Uses: since the flavor is lighter and less filling, this is a good avocado to make the palta reina, meaning “Queen Avocado” in Spanish. Basically, the avocado is peeled and pitted and then filled with tuna or shrimp salad and served as an elegant appetizer or light lunch with lettuce leaves.
Ester:
My casero Gabriel turned me on to this avocado—it’s his favorite. I didn’t understand all the fuss until I tried. The flesh of the Ester is more Parsley-green colored and does not have the nutty flavor of the Hass. It has a very pure essence of avocado. Here it transcends from being a fruit taste to something more green. The smooth texture of this avocado too is addictive.
Season: Late summer into early fall. However, I would say the month for this avocado in Chile is really only May (probably October in California). Eat up in that window!
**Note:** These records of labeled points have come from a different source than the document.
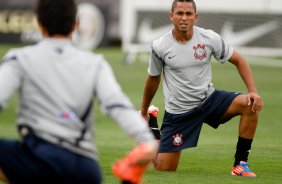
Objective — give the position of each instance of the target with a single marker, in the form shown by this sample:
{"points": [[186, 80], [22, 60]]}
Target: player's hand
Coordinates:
{"points": [[256, 101], [145, 115]]}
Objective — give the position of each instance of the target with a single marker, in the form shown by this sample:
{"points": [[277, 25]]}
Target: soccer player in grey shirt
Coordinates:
{"points": [[57, 84], [183, 57]]}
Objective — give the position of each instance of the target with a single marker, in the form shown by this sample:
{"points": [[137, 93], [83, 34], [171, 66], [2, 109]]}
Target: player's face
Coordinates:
{"points": [[183, 17]]}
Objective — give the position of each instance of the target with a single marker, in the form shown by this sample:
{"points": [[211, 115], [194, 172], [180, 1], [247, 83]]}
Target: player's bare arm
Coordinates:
{"points": [[246, 74], [150, 89]]}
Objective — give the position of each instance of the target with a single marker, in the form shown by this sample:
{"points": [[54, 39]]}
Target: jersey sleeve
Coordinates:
{"points": [[10, 77], [155, 62], [117, 105], [222, 51]]}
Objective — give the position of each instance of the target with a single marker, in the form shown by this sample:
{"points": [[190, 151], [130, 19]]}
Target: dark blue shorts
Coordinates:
{"points": [[180, 131], [35, 161]]}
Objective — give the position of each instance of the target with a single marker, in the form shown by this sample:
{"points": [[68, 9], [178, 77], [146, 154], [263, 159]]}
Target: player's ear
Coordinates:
{"points": [[42, 29], [170, 15], [196, 17], [75, 25]]}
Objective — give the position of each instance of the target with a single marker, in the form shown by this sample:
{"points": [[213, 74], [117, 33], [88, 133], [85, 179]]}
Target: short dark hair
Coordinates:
{"points": [[189, 1], [57, 16]]}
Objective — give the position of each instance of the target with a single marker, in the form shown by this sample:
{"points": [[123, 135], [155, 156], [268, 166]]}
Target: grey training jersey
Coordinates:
{"points": [[186, 67], [57, 83]]}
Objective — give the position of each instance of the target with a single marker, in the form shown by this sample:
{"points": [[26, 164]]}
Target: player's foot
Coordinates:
{"points": [[153, 112], [243, 169]]}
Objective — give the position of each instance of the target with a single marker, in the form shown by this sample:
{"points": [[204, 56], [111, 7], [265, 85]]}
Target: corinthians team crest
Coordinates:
{"points": [[200, 52], [177, 139]]}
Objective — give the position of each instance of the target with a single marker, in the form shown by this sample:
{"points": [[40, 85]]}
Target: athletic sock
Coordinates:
{"points": [[153, 125], [243, 149]]}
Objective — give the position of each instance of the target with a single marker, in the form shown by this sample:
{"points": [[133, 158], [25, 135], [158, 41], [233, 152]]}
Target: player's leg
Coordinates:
{"points": [[168, 161], [2, 176], [248, 120], [247, 128]]}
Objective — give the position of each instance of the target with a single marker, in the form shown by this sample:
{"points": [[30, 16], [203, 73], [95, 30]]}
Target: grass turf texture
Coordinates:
{"points": [[212, 160]]}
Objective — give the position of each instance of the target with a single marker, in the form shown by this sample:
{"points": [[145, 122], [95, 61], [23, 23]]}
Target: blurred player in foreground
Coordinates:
{"points": [[183, 56], [57, 84]]}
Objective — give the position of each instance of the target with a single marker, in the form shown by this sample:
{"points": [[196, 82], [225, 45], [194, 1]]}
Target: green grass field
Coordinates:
{"points": [[211, 161]]}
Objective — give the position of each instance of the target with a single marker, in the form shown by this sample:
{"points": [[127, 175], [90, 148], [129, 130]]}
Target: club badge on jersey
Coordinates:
{"points": [[200, 52], [177, 139]]}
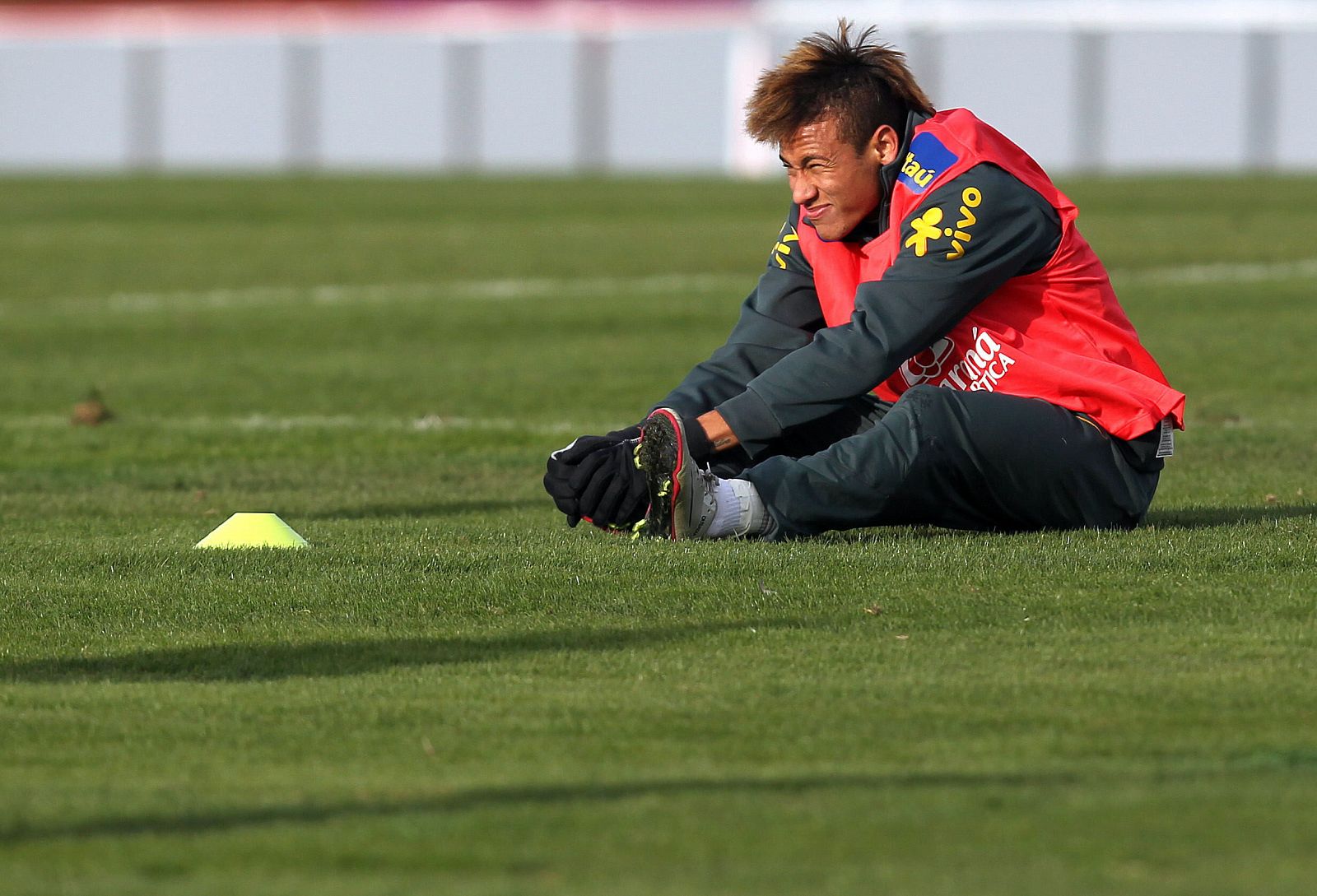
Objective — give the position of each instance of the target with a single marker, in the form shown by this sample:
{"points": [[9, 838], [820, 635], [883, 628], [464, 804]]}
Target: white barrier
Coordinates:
{"points": [[581, 85]]}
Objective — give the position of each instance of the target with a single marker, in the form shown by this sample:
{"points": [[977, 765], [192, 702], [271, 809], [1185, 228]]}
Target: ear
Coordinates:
{"points": [[887, 144]]}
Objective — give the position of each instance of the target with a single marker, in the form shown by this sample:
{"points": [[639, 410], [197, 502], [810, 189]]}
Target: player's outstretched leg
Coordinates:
{"points": [[686, 502]]}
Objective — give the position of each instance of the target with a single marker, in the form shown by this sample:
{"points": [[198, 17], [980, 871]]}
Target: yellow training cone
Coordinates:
{"points": [[254, 531]]}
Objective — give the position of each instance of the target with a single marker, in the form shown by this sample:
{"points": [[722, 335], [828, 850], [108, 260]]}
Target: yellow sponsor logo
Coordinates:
{"points": [[928, 228], [784, 245]]}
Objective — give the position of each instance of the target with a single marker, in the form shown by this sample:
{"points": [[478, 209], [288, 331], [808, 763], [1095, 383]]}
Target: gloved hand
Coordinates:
{"points": [[596, 479]]}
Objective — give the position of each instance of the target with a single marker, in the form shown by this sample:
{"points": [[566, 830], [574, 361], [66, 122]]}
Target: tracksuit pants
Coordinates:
{"points": [[959, 459]]}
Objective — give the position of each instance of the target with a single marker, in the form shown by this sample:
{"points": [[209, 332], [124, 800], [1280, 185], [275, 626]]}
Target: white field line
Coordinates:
{"points": [[1222, 272], [280, 424], [520, 289], [491, 290]]}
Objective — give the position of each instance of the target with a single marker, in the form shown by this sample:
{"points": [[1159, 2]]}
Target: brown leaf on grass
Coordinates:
{"points": [[91, 411]]}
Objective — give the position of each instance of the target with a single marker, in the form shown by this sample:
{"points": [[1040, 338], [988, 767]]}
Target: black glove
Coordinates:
{"points": [[590, 479]]}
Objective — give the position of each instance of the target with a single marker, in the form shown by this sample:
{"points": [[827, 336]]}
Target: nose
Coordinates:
{"points": [[803, 188]]}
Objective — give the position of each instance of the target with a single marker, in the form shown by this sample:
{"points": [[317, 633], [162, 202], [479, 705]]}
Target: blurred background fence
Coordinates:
{"points": [[630, 87]]}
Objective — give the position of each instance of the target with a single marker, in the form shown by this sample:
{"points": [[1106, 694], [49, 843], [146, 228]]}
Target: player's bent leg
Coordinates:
{"points": [[967, 461]]}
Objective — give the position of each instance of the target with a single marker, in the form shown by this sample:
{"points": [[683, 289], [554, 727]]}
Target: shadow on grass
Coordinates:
{"points": [[425, 509], [1207, 518], [546, 795], [333, 658]]}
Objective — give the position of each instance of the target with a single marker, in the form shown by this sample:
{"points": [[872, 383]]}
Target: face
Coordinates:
{"points": [[834, 184]]}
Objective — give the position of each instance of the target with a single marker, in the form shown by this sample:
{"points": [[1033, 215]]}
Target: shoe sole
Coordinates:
{"points": [[663, 459]]}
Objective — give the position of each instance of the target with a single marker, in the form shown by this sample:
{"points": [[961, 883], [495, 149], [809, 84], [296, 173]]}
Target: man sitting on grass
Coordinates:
{"points": [[933, 342]]}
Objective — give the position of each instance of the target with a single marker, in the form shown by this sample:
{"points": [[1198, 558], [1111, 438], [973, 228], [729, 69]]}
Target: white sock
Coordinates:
{"points": [[741, 511]]}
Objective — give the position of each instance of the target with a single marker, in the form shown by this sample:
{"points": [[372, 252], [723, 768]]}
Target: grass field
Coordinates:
{"points": [[454, 692]]}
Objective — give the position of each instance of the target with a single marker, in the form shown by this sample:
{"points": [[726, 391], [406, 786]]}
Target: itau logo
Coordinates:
{"points": [[928, 364]]}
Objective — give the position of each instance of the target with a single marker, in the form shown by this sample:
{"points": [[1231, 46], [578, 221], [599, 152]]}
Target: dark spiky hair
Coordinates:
{"points": [[863, 83]]}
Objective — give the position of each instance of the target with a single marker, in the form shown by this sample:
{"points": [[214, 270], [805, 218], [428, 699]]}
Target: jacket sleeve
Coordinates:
{"points": [[926, 291], [780, 316]]}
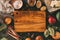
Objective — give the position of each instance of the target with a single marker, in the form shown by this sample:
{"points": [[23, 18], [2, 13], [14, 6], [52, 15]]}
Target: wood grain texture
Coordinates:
{"points": [[29, 21]]}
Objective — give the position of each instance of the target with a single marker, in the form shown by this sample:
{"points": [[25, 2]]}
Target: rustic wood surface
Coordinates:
{"points": [[29, 21]]}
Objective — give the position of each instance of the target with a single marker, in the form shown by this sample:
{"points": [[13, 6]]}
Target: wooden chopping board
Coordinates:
{"points": [[29, 21]]}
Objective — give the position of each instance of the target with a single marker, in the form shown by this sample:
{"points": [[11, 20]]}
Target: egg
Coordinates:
{"points": [[7, 20], [38, 4], [39, 38], [58, 16], [43, 8], [28, 39]]}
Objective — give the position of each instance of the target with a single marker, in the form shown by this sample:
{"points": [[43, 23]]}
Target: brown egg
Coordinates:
{"points": [[43, 8], [39, 38], [28, 39], [7, 20]]}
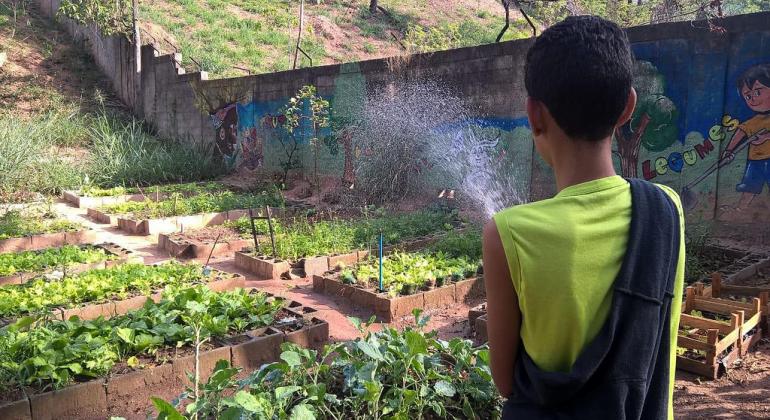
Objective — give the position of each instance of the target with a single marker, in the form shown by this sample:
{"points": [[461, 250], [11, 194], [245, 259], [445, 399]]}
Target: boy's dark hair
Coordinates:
{"points": [[581, 70], [760, 72]]}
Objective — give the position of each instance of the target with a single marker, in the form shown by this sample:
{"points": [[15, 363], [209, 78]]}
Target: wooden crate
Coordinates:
{"points": [[738, 337]]}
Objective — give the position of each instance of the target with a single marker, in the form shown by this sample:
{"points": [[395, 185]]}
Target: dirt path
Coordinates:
{"points": [[741, 393]]}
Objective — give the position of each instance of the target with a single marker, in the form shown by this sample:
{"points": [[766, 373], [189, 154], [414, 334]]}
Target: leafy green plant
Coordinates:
{"points": [[43, 353], [92, 286], [301, 238], [35, 261], [405, 273], [16, 223], [387, 374], [192, 188], [207, 202]]}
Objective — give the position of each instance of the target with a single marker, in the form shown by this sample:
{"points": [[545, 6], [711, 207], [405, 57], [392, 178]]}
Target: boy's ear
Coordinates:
{"points": [[535, 116], [629, 109]]}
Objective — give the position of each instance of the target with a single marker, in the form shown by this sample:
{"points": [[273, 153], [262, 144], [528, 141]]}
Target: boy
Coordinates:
{"points": [[584, 289], [754, 88]]}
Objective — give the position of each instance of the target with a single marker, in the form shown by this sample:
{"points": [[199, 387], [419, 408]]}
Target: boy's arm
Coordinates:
{"points": [[503, 314]]}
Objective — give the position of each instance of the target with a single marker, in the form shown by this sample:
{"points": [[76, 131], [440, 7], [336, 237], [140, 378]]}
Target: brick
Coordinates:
{"points": [[312, 336], [258, 351], [440, 297], [344, 259], [81, 401], [469, 289], [16, 410], [403, 305], [208, 360], [319, 284], [315, 266]]}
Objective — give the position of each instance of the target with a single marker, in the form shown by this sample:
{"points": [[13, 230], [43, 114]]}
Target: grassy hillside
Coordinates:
{"points": [[234, 37], [59, 125]]}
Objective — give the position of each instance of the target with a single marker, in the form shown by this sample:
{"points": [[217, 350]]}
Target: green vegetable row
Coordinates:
{"points": [[19, 223], [93, 286], [452, 258], [36, 261], [186, 189], [44, 354], [387, 374], [302, 238], [202, 203]]}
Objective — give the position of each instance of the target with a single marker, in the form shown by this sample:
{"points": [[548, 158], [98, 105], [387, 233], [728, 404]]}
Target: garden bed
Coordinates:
{"points": [[389, 308], [96, 197], [311, 249], [706, 341], [410, 373], [38, 228], [105, 292], [108, 255], [129, 384]]}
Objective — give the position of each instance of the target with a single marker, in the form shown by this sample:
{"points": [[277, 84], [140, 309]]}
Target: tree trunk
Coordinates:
{"points": [[348, 176], [628, 148]]}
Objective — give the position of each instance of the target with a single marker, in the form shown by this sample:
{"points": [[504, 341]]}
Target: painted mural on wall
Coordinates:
{"points": [[701, 126]]}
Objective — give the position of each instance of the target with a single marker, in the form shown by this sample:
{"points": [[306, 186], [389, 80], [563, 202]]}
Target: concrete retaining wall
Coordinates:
{"points": [[695, 70]]}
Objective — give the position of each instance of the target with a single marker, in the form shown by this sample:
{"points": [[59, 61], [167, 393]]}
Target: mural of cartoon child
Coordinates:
{"points": [[754, 87]]}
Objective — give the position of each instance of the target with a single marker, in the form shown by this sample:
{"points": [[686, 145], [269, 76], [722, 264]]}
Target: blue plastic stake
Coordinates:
{"points": [[381, 289]]}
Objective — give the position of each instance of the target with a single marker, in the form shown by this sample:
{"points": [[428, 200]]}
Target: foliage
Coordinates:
{"points": [[186, 189], [16, 223], [386, 374], [93, 286], [63, 149], [123, 152], [111, 17], [301, 238], [305, 113], [26, 160], [35, 261], [179, 205], [696, 265], [43, 353], [405, 273]]}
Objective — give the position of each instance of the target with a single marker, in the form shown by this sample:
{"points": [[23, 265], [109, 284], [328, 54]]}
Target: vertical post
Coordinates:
{"points": [[689, 300], [254, 231], [716, 284], [381, 288], [299, 33], [272, 233]]}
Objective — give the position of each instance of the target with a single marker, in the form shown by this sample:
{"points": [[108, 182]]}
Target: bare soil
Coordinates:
{"points": [[742, 393]]}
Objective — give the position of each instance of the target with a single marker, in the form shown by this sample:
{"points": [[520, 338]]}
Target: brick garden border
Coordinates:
{"points": [[124, 256], [80, 201], [101, 397], [177, 223], [47, 240], [389, 309], [191, 248], [266, 268]]}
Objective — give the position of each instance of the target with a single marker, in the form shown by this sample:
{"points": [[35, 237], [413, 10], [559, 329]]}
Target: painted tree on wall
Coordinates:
{"points": [[653, 124]]}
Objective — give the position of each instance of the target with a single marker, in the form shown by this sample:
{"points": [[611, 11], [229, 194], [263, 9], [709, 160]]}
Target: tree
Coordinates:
{"points": [[653, 123]]}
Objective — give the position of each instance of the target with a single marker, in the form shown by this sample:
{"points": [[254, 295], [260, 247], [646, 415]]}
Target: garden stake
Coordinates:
{"points": [[254, 231], [272, 234], [381, 289], [206, 268]]}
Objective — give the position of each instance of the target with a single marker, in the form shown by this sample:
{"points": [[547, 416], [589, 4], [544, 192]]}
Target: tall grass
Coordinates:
{"points": [[27, 163], [124, 153]]}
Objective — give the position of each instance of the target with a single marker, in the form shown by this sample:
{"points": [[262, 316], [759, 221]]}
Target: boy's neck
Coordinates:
{"points": [[582, 161]]}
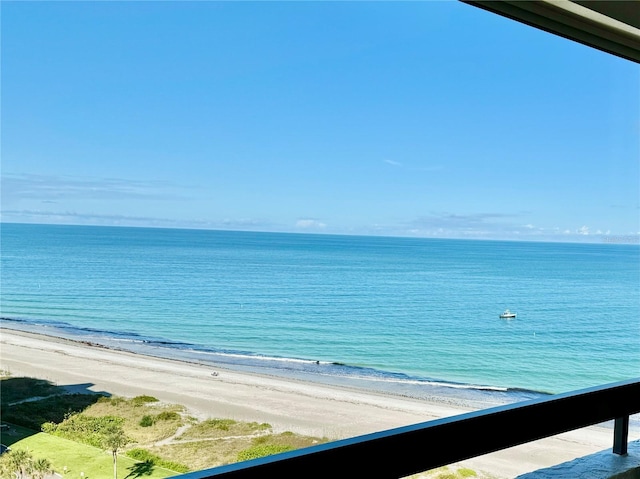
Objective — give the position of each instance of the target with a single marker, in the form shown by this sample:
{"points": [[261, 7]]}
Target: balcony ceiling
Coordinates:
{"points": [[609, 25]]}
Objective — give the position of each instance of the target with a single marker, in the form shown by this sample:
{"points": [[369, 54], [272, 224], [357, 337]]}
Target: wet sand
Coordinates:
{"points": [[287, 404]]}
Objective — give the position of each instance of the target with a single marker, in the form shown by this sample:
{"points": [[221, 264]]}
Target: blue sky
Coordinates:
{"points": [[429, 119]]}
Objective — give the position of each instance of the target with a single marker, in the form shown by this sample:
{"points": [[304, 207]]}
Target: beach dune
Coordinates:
{"points": [[288, 405]]}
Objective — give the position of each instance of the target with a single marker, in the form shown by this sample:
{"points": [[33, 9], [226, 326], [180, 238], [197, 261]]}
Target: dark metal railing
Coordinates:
{"points": [[411, 449]]}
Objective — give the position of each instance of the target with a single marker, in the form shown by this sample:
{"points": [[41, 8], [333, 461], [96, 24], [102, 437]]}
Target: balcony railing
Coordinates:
{"points": [[411, 449]]}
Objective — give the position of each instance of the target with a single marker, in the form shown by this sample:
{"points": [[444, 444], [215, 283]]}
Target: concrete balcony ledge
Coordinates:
{"points": [[601, 465]]}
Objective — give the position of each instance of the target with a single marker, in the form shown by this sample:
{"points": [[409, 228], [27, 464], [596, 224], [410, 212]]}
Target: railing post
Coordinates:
{"points": [[621, 435]]}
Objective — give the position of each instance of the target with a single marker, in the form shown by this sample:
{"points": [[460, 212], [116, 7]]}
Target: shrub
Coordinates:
{"points": [[147, 421], [262, 450], [86, 429], [168, 416]]}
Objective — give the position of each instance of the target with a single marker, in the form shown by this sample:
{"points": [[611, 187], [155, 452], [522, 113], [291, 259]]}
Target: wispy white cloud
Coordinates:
{"points": [[393, 163], [73, 217], [310, 224], [50, 188]]}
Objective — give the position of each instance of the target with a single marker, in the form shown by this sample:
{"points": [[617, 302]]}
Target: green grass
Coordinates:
{"points": [[94, 462]]}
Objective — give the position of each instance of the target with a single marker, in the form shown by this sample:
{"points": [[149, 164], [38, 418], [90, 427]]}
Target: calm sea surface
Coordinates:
{"points": [[410, 316]]}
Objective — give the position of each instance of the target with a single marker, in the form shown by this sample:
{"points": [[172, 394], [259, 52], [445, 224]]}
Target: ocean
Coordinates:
{"points": [[416, 317]]}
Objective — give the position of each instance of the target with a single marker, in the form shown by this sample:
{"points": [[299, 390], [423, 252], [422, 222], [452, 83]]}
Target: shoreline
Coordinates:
{"points": [[303, 407], [472, 395]]}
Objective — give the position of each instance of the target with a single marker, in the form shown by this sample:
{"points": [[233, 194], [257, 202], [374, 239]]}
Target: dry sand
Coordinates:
{"points": [[288, 405]]}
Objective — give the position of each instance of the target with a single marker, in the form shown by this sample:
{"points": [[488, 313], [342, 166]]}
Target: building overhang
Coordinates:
{"points": [[612, 26]]}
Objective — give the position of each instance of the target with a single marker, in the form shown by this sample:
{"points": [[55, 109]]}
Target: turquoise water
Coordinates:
{"points": [[408, 315]]}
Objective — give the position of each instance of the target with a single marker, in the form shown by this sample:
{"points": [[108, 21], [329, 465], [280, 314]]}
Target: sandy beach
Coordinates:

Uses: Given the short season, I am not really into adulterating this so I eat it pretty simply. Mashed on toast with sea salt for breakfast; sliced in my favorite salad, hearts of palm-tomato-avocado; or on top of a roasted chicken sandwich with a little cilantro.
Florencia:
Long-necked with a bell-like bottom, this avocado has purple skin and is very sweet. Yes, a sweet avocado. The flesh is soft, perfumed, and has for me, a feminine quality about it.
Season: The window of this avocado, which is not cultivated in great numbers in Chile is from June-August.
Uses: I ate this in salad and it was too sweet. However, I prepared a couple smoothies and milkshake with this with great results. Option 1: blend avocado with vanilla yogurt and a touch of Honey and a fistful of ice. Option 2: Blend the avocado flesh with ice and condensed milk for a milkshake. Unusual and refreshing (they also love these in Brazil and Vietnam), it was more like an avocado dessert. Although I have not tried yet, I am willing to bet you can make ice cream out of this.
Negra de la Cruz:
One of the most popular varieties in Chile during the cooler months of the year, these shiny, black-skinned avocados are one of the most economical avocados when in season, rarely surpasssing US$2/kilo (2.2 pounds). The pit is large with this avocado and I find it is not easy to peel with sticky, thin skin. You need to Peel it first using a knife. Trying to scoop out the flesh will lead to much undo frustration. This avocado is a little more fibrous with a mild flavor.
Uses: Chilean adore this avocado in classic salads like celery-avocado, with celery cut into thin slices tossed with lemon juice, the avocado, and sea salt. If you decide to mash it, make sure to pick out the strings or risk using them as dental floss.